Contes et fables/Un riche pauvre

Traduction par Ely Halpérine-Kaminsky.
Contes et fablesLibrairie Plon (p. 208-211).


UN RICHE PAUVRE


Il existait autrefois un pauvre homme qui, se couchant un soir, ne put s’endormir : « Pourquoi, pensait-il, la vie est-elle si pénible pour les pauvres gens ? Et pourquoi les riches accumulent-ils tant d’argent ?… Il y en a qui ont des caisses pleines d’or ; et pourtant ils amassent encore, et se privent de tout. Si j’étais riche, moi, ce n’est pas ainsi que je vivrais ; je me donnerais du bon temps, et j’en procurerais aux autres aussi. »

Tout à coup il entendit quelqu’un lui dire :

— Tu veux être riche ? Voici une bourse ; il ne s’y trouve qu’un écu, mais aussitôt que tu l’auras pris, un autre le remplacera. Retire donc autant d’écus que tu voudras, et ensuite jette la bourse dans la rivière. Mais, avant de jeter la bourse, aie soin de ne pas dépenser un seul de tes écus, sinon ils se transformeraient tous en pierres.

Le pauvre homme était fou de joie. Quand il fut plus calme, il s’occupa de la bourse. À peine a-t-il pris un écu qu’il en voit surgir un autre dans la bourse.

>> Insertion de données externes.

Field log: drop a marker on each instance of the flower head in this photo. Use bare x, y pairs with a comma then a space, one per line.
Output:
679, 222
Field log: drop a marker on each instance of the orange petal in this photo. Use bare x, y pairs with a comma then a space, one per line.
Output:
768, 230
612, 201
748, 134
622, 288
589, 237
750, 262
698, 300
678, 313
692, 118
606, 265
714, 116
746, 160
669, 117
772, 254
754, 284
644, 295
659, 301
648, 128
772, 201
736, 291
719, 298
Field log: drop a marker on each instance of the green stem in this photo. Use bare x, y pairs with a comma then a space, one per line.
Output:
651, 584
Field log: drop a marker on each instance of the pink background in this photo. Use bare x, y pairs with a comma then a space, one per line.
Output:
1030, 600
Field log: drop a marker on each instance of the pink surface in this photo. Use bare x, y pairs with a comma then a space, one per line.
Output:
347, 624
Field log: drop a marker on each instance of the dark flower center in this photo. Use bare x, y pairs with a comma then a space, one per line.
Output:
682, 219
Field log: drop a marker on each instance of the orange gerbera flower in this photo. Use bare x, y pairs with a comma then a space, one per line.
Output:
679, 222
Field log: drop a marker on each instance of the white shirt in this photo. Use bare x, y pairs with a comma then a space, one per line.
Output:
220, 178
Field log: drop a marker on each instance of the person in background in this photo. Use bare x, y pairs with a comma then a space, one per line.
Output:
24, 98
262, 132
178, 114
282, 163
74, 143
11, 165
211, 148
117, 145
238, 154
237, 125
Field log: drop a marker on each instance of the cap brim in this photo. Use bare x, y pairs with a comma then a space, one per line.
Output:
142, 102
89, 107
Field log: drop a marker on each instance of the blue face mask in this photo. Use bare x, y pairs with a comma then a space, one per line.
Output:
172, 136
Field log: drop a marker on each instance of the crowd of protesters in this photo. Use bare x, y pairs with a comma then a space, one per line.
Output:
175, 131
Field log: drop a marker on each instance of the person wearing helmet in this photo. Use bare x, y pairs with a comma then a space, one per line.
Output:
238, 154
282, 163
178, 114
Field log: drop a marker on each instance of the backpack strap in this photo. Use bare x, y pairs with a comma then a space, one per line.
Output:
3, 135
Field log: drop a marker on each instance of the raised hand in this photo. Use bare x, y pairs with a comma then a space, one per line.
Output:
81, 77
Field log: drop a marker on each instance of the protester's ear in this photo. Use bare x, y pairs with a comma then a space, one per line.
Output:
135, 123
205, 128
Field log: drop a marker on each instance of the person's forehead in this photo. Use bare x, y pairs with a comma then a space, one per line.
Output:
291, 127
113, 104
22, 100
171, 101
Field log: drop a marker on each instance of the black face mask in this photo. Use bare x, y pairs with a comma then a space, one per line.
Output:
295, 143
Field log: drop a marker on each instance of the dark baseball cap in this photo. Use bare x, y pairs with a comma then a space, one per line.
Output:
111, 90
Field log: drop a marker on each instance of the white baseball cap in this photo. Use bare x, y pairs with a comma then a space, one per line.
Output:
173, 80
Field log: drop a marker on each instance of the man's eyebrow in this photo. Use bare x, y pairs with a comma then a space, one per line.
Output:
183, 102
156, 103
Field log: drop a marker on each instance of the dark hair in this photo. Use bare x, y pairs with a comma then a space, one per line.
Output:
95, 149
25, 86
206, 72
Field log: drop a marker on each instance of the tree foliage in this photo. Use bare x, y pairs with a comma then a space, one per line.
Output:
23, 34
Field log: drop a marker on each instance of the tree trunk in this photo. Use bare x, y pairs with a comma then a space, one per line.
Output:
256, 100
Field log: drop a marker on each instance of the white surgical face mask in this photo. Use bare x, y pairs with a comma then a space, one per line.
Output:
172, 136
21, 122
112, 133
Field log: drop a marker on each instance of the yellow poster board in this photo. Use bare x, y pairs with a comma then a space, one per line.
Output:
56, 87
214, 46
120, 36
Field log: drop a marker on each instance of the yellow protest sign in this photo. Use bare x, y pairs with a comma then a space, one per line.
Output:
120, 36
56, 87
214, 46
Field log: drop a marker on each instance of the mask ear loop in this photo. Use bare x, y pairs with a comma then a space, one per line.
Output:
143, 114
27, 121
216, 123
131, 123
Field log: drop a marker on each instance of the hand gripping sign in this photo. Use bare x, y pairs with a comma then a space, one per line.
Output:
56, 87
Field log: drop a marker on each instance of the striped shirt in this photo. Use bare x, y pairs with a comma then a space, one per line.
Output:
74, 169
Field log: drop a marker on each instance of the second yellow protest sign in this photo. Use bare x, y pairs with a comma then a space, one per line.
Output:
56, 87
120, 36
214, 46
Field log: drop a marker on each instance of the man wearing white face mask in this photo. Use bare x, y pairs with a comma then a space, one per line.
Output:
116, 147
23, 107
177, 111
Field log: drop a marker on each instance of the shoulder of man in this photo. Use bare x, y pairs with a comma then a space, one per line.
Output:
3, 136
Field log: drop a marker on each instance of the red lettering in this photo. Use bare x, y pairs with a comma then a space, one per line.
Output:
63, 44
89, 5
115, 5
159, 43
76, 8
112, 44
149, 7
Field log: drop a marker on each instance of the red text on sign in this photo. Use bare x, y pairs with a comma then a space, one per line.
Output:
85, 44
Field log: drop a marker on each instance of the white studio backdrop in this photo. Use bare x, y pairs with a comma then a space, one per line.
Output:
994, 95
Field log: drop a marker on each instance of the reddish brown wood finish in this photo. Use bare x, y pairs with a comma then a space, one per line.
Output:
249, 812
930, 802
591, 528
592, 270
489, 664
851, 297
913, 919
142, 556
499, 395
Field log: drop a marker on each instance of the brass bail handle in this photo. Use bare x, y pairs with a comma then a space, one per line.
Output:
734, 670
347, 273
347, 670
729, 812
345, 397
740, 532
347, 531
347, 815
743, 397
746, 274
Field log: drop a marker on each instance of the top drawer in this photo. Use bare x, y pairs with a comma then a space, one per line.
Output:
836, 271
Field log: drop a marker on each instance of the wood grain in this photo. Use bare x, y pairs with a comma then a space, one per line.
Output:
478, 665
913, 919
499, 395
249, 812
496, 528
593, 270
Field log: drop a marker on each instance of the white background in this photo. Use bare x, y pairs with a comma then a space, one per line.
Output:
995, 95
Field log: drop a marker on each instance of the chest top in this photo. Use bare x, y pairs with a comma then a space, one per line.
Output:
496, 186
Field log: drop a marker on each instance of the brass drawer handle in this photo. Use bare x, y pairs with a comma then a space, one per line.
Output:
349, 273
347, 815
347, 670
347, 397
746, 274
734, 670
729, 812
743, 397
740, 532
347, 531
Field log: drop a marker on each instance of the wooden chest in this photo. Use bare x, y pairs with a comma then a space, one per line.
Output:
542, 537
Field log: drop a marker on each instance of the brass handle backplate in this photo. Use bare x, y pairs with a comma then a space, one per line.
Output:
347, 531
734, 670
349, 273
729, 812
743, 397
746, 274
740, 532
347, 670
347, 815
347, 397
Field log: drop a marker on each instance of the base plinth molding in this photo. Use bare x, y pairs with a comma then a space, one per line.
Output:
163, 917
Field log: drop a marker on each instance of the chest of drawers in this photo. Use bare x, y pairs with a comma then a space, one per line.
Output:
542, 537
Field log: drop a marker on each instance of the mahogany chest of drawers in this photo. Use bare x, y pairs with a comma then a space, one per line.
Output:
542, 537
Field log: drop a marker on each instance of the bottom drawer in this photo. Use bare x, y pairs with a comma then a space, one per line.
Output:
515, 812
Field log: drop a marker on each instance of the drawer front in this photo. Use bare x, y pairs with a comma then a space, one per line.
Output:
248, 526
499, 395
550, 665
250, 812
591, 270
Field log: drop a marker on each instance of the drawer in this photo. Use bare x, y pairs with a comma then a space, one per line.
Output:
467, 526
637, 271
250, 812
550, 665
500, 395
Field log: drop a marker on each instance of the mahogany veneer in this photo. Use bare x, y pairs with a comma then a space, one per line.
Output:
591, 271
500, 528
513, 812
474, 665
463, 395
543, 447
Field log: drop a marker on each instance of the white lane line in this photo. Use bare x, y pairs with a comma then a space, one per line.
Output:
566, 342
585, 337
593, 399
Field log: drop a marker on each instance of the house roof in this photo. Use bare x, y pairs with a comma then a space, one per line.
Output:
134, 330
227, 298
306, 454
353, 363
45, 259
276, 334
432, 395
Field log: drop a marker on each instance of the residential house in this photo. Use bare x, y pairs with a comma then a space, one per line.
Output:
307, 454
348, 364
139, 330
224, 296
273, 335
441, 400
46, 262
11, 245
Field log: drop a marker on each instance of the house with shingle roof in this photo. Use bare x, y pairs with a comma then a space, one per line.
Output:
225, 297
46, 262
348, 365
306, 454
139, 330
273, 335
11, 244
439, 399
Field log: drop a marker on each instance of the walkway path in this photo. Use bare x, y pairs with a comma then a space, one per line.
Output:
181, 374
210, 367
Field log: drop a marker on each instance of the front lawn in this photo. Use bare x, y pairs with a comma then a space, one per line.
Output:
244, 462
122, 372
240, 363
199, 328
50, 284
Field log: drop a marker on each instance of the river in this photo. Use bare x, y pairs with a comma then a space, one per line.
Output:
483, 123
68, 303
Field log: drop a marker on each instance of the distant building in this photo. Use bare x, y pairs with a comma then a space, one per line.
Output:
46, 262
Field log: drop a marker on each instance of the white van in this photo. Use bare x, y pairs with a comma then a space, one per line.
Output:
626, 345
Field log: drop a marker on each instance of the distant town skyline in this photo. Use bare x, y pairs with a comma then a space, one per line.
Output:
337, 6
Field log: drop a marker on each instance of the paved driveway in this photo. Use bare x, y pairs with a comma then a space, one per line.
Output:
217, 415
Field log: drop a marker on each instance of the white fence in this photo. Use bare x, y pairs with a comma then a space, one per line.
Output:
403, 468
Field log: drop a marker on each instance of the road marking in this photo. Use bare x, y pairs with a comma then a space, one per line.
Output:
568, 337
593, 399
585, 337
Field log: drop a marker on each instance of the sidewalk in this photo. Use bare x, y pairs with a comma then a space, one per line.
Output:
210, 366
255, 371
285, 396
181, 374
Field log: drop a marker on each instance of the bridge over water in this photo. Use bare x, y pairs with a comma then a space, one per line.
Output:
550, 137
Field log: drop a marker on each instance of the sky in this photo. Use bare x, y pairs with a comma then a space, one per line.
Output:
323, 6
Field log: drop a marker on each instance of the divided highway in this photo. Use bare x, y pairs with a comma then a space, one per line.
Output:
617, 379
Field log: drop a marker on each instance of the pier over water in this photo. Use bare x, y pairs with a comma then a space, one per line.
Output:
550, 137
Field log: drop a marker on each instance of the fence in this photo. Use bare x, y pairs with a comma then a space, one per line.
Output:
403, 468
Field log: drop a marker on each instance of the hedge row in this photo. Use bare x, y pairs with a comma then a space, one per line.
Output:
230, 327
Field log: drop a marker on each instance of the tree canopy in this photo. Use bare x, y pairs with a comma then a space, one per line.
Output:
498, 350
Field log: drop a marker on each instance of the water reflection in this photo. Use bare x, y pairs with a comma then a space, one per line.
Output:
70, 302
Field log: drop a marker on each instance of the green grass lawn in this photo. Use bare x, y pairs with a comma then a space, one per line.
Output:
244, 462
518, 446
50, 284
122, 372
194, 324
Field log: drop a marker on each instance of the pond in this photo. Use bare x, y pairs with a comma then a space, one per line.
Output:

— Voyez-vous, murmura-t-il, le bonheur qui m’arrive ! Toute cette nuit, je vais en retirer un gros tas d’écus, et demain je serai riche ! Dès le matin, je jetterai la bourse dans l’eau, et je vivrai à ma guise.

Mais le matin, il changea d’avis.

— Pour en retirer encore autant, dit-il, je n’aurais qu’à rester une seule journée devant ma bourse.

Il en retira donc tout le jour, puis il en voulut encore, et encore, ne pouvant se décider à quitter la bourse.

Cependant, il sentit la faim, et s’aperçut qu’il n’avait rien chez lui, que du pain noir. Aller acheter quelque chose de meilleur, c’était chose impossible ; car il n’aurait plus que des pierres au lieu d’argent s’il ne jetait pas auparavant la bourse dans la rivière. Il aurait bien voulu manger, mais non pas se séparer de la bourse. Il mangea donc, le malheureux, du pain rassis, et continua de tirer les écus.

La nuit vient, et il ne s’arrête pas encore. Une semaine s’écoule, un mois, puis une année, et il reste toujours près de la bourse.

— Qui ne serait pas satisfait d’avoir beaucoup d’argent ? Tout le monde en veut avoir le plus possible !

Il continue donc de vivre, en mendiant, oubliant qu’il avait désiré vivre pour son propre plaisir et pour celui des autres.

De temps en temps il prend une grande résolution : il s’approche de la rivière pour y jeter la bourse, mais il s’en éloigne aussitôt. Il est maintenant vieilli, jauni lui-même comme son or, mais il ne peut cesser de tirer des écus.

Il meurt ainsi, pauvre, sur son banc, la bourse entre les mains.